Do you mean the legality checker should determine if it's a reverse operation then it is illegal to use EVL predicated Load and should default to Masked load (if that is legal)?

Eventually, there will be support for reverse with EVL predication and required legality checks will be added. For this PoC patch however, it is more explicit and straightforward to have an assert here.

4969

To add to @simoll's comment, eventually we will be using the VectorBuilder (earlier VPBuilder) to widen to VP intrinsics instead of manually creating each intrinsic here. VectorBuilder can also make some decisions on when and how to use the intrinsics.

9017

preferPredicatedWiden takes into account FoldTailByMasking and TTI.hasActiveVectorLength(). TTI.hasActiveVectorLength() checks whether the EVL based predication is legal for the target or not.

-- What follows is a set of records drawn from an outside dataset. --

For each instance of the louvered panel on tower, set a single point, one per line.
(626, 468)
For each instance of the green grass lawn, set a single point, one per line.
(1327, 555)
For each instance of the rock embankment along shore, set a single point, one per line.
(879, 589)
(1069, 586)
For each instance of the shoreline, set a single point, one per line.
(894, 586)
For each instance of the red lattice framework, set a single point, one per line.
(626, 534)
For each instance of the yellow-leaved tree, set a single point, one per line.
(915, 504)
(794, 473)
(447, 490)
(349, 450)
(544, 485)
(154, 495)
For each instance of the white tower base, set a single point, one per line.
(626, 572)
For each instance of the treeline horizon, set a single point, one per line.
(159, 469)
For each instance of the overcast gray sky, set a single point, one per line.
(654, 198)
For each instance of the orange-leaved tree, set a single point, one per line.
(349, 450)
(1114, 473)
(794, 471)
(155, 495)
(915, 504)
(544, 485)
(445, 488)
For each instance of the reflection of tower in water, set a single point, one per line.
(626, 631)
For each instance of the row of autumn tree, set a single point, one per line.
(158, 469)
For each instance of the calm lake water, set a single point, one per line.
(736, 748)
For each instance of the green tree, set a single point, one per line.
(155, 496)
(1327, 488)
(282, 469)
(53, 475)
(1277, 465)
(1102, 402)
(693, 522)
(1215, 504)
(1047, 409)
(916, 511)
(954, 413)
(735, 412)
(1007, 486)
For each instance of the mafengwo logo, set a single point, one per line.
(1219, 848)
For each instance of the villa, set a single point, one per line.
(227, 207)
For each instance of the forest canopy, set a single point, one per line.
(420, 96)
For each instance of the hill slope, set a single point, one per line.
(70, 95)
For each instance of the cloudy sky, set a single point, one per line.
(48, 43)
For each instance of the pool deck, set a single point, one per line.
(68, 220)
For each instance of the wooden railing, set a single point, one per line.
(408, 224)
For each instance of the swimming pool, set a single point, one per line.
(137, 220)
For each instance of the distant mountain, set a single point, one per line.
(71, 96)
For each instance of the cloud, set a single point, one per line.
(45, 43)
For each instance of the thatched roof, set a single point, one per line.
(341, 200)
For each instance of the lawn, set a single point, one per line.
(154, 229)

For this initial patch, legality checker and cost model are purposely avoided and the explicit command line option is used to 1) keep things simple and 2) demonstrate different approaches.

9712

The core issue here is that the Vectorizer sort of implicitly uses i32 for everything related to VF and Vector Lenght. %evl parameter in VP intrinsics is also of type i32.
TC, BTC and IV are however i64. So whenever we mix these two we end up having extends and truncates.

That being said, in this particular case, it should be possible to initialize MinVF and thus RuntimeVL to i64 if we are going to use it with TC and IV and i32 otherwise.

9714

I may be wrong here but from what I understand, patches D81829 and D84125 recently introduces these intrinsics to avoid these IR patterns.
I am not sure if their use is discouraged for some reason.

9715

See previous related comment. %evl parameter in VP intrinsics is of type i32.

llvm/lib/Transforms/Vectorize/VPRecipeBuilder.h
74

Not sure I understand your reasoning here.

My understanding is that we are trying to do predicated widening of memory instruction.
tryToPredicateWidenMemory would imply that we are trying to predicate and/or widen memory instruction, whereas tryToWidenPredicatedMemory would imply we are trying to widen predicated memory instruction, which might not be the case (VP intrinsics can be used to widen non predicated instructions too).

Also, it is consistent with wording in other places (tryToPredicatedWiden, VPPredicatedWidenRecipe, PREDICATED-WIDEN, etc.). If we change here, it should be changed everywhere too.

If others also think that the current wording should be changed everywhere, I am open to changing it.

llvm/lib/Transforms/Vectorize/VPlan.cpp
1144

"PREDICATED-WIDEN" is consistent with "WIDEN" (and not "WIDEN-MEMORY") used for VPWidenMemoryInstructionRecipe.

1152

It is appended as one of the operands and is printed correctly here.
See the vplan-vp-intrinsics.ll test case for how the printed VPlan looks.